Nicolas Carr summarizes some thoughts of Stephen Wolfram. For a long time we have believed that natural language processing was just around the corner. But what if we had it backwards? What if the future was not computers talking like people, but people talking like computers? And how do we feel about that?
Carr’s treatment of this possibility tends towards the dystopic:
If we’re going to depend on computers to fulfill our purposes, we’re going to need a shared language. We’re going to need to describe our purposes, our desires, in a code that can run successfully through a machine. Most of those who advocate teaching programming skills to the masses argue that learning to code will expand our job prospects. Wolfram’s view is more interesting. He argues that we need to learn to code in order to expand our ontological prospects.
In adopting a new language, a machine language, to describe our purposes, we will also, necessarily, change those purposes. That is the price of computer automation. “What do the humans do” in a world where “things can get done automatically?” Wolfram asks. The answer, of course, is that we compose the instructions for the machines to follow to fulfill our wishes. Will it compile? is the iron law of programming. Either the machine can follow the instructions written for it, or it can’t. Will we compile? would seem to be the great ontological question that lies ahead of us in our automated future. Have we formulated our purposes in such a way that machines can carry them out? (Source)
While there are dystopic aspects to this formulation, it’s helpful to see this shift through the lens of history. Because this is not the first time that external forces have changed the way we thought.

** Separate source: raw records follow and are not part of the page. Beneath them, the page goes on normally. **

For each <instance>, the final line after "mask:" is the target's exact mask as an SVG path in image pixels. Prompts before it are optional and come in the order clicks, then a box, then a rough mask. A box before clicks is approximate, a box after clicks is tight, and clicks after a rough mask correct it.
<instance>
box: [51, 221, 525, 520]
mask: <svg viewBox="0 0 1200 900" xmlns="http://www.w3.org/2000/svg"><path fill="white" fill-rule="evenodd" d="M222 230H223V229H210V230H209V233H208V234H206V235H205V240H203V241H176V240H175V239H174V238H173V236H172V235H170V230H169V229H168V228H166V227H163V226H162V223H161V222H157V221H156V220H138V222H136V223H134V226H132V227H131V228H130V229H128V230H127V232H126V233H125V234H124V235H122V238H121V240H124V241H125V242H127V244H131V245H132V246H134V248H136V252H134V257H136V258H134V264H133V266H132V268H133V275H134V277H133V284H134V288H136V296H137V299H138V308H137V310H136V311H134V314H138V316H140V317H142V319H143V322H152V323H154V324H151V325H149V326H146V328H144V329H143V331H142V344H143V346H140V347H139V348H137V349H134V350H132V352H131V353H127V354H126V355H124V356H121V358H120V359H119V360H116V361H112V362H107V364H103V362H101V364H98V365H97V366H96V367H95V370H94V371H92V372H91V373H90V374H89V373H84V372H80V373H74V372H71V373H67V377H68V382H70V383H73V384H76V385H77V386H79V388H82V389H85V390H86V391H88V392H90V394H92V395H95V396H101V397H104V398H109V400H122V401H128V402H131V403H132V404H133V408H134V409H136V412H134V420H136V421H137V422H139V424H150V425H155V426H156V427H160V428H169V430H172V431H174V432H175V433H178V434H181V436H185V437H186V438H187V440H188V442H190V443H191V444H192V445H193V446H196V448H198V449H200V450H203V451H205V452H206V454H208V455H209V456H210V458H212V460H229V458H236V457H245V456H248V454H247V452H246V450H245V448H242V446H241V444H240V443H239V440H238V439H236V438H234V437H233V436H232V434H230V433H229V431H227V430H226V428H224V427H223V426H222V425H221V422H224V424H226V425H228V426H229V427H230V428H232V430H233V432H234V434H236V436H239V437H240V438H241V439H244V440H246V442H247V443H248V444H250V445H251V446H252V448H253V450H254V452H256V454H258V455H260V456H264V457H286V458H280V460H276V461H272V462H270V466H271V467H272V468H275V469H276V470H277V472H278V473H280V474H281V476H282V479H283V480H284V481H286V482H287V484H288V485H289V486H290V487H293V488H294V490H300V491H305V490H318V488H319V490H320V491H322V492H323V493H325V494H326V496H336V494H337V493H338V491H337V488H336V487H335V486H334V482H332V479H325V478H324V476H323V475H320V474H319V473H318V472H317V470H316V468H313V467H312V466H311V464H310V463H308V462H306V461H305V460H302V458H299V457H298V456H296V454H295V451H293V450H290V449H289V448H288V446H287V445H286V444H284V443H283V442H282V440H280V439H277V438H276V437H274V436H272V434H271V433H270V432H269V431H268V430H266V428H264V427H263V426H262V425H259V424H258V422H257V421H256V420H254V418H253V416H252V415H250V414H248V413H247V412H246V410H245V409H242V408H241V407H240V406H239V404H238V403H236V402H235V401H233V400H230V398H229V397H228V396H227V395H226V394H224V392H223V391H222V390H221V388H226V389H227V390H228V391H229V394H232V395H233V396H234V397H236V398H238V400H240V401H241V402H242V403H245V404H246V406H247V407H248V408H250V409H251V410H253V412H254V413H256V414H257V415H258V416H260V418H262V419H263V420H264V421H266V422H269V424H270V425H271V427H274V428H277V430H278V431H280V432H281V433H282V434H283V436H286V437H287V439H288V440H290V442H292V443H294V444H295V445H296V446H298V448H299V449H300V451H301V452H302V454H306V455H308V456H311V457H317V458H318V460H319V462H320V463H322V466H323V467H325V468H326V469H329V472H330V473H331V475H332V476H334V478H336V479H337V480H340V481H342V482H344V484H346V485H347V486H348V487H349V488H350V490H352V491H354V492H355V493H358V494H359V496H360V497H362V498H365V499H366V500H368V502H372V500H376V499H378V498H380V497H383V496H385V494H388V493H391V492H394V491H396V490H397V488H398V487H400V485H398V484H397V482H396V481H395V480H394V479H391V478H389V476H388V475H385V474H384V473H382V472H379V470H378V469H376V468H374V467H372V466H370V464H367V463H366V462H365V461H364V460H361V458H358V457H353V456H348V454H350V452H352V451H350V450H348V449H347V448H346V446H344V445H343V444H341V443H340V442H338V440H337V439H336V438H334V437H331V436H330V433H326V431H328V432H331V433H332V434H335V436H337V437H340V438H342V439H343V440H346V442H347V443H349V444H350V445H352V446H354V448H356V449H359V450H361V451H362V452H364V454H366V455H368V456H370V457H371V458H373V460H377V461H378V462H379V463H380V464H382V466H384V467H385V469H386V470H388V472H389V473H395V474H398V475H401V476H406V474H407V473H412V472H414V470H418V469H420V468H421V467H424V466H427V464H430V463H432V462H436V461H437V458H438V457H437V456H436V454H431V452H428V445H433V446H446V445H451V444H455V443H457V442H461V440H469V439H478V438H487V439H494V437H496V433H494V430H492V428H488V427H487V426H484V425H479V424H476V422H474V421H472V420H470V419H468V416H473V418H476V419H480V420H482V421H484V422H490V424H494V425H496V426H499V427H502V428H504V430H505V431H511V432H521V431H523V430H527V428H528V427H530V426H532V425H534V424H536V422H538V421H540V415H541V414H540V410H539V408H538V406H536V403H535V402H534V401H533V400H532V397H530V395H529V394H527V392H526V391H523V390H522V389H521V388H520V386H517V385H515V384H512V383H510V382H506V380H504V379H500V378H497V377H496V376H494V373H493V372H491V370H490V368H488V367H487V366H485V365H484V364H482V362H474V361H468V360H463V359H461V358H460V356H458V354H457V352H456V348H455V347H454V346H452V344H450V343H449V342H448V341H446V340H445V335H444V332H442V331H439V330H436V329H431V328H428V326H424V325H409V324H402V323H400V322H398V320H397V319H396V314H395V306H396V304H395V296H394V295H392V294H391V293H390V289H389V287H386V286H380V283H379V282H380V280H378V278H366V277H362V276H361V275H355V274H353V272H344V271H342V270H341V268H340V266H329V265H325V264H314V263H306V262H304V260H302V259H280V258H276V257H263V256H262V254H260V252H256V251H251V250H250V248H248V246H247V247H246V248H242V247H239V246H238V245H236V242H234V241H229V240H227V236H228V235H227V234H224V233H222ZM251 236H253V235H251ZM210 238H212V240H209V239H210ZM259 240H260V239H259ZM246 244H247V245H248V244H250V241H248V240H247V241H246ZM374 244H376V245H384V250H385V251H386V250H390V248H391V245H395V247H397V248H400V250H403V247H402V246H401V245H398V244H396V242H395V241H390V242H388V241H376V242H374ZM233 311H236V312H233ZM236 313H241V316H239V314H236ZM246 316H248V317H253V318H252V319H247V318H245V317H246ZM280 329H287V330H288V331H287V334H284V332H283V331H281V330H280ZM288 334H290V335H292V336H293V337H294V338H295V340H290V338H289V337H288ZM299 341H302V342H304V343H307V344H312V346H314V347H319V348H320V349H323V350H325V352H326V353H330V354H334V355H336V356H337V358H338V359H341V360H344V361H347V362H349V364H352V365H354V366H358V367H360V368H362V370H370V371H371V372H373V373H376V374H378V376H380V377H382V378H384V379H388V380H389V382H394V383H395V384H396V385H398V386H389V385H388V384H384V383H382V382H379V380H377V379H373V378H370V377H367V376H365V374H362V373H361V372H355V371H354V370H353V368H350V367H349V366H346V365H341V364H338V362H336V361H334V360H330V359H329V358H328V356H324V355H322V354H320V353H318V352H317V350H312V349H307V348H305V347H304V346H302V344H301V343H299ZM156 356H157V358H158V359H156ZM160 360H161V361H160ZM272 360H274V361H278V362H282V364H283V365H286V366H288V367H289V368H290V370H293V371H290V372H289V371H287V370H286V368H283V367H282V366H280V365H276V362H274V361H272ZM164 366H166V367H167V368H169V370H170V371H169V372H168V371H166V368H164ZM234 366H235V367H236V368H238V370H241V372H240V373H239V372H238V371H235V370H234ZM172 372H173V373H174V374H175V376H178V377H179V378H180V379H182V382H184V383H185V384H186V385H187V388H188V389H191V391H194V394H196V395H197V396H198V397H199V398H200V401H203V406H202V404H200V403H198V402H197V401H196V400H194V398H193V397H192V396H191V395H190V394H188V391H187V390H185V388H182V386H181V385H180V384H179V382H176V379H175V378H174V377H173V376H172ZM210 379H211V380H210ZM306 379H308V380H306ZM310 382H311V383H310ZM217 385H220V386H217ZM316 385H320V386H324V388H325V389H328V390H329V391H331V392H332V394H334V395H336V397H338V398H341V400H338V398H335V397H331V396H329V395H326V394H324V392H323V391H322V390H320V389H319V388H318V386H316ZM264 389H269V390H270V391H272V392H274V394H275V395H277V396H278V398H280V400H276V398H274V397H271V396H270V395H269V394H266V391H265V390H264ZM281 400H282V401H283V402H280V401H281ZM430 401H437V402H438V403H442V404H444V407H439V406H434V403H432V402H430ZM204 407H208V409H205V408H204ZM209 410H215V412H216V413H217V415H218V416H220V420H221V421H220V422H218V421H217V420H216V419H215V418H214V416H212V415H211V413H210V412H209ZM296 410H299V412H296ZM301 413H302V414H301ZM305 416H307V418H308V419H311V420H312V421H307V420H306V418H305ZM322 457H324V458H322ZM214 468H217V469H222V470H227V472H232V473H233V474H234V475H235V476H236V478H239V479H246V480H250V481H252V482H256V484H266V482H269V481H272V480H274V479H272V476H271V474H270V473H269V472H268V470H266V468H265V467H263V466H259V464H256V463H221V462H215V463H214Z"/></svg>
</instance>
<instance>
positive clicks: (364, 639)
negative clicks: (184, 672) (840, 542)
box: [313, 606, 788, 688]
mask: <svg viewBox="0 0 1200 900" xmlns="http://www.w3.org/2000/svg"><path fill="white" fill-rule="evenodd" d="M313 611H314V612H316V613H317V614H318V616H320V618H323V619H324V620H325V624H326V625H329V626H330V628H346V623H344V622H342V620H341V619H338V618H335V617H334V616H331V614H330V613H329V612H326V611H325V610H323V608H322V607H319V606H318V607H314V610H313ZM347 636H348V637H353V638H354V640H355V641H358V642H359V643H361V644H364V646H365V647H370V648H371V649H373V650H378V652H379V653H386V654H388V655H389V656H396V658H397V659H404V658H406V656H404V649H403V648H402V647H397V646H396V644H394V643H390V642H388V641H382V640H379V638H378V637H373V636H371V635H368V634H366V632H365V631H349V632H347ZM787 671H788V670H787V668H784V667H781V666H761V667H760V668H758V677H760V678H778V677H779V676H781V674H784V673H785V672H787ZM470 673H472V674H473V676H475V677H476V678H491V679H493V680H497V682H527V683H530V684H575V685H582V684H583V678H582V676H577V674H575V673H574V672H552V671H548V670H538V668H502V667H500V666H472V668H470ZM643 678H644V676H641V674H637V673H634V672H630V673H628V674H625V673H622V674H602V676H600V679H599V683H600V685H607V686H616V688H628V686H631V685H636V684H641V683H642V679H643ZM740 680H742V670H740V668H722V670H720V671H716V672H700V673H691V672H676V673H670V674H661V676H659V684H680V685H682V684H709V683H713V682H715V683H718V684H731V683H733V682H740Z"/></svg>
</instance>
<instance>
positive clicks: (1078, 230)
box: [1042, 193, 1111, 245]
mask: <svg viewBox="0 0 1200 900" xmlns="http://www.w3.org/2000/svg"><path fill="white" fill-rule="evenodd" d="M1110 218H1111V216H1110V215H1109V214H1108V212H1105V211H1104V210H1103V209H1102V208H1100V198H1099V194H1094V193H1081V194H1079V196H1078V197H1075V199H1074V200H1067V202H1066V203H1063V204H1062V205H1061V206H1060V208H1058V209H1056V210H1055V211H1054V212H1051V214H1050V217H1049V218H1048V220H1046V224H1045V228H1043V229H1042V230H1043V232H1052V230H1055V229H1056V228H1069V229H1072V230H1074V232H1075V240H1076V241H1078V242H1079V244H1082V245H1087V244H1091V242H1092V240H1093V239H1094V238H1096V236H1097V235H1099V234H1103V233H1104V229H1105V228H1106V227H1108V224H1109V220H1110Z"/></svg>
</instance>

The most obvious shift is the evolutionary accident that allowed us to produce meaningful language. If you’re like me when you walk around you can hear, quite often, a running voice in your head, thinking thoughts, making plans, reacting to experience. We think of that voice as the stream of our thought, as if our thought was just there, independent of language. But of course what has happened is our minds have evolved to make better use of the technology of speech, and created consciousness in the process.
Did consciousness, based on our acquired tendency to filter experience through language, reduce our capacity for thought? In a small way, yes. In almost all meaningful ways, no.
The textual revolution is another example. Scientific thought became possible with the invention of writing, which could separate the utterance from the author, externalizing speech as ideas. That ability was made broadly available with the introduction of cheap, mass produced texts. But we did not end up with texts that could more accurately capture the human voice. Instead, we learned to formulate thoughts in the medium of text, and think thoughts not possible without text. See Age of the Incunable
Did the invention of text, and the necessity of putting our thoughts on the page decrease our capacity for thought? In some limited ways, yes. In almost all meaningful ways, no.
A smaller example: consider music notation. Music notation was originally a record of music as played. But the direction of musical notation was not that it became more like performance. The direction was that composers began to think in notes, movements, harmonies, seeing relationships impossible without the notation. Similar changes happened with the introduction of recording, which started out as a way to capture performance, but in the hands of folks like Brian Wilson became a new way to conceptualize music, a way to think thoughts impossible before the multitrack. See Music Notation as a Medium for Thought
Did recording technology and musical notation decrease our musical capacity, or increase it?
The point here is not really “will we compile?”, as the above examples show. That assumes we have a vast and broad intent that we are trying to shove through a narrow linguistic domain.
In fact, time and time again throughout history our interaction with machines and new methods of notation have shown not that the tools are too limited for our expansive intent, but that our intent is too limited for the expansive tools at our disposal. This was Alan Kay’s (and Ivan Sutherland’s, and Doug Englebart’s, and Ted Nelson’s) point about computing. Rather than building a “Star Trek computer”, we could start to think in new modes — we could discuss issues by altering simulations of them, think in terms of models, see a sort of intertextuality impossible in daily life. Working with machines we would think new sorts of thoughts not expressible without them.
So Wolfram is right, but not in the way that Carr implies. Look at Carr’s presentation:
The answer, of course, is that we compose the instructions for the machines to follow to fulfill our wishes.
Look at this through a medium like musical notation. In cultures without musical notation, there is no conception of movements within a song, just as a pre-literate culture will have no sense of paragraphs as a unit of thought. It has been noted that in pre-notation cultures it is not even possible to start a song in the middle for the purposes of practice. See Absence of Notation
Is it really fair to say that the person who writes music then is more constrained than person who practices by rote? That the modern writer’s thoughts are more limited than those of the 7th century B.C.E person who engaged in nothing but the spoken word? Certainly, we lose a certain perspective as we evolve. But, on the whole, the notations we develop for our technologies expand our capability for thought in the long run, making a broader variety of experience comprehensible to us, whether that notation is mathematical, musical, literary, or computational.
The problem, in the end, is that too many of us — including many in Silicon Valley — see the world the way Carr does. For these people, computation is just a low-pass filter on some predetermined set of tasks. In this formulation, the task is to increase the fidelity of the translation, to create the Star Trek computer so we can communicate our 20th century thoughts to our 21st century technology with more ease. That’s fine as it goes. But it’s not, and has never been, where the truly exciting story lies.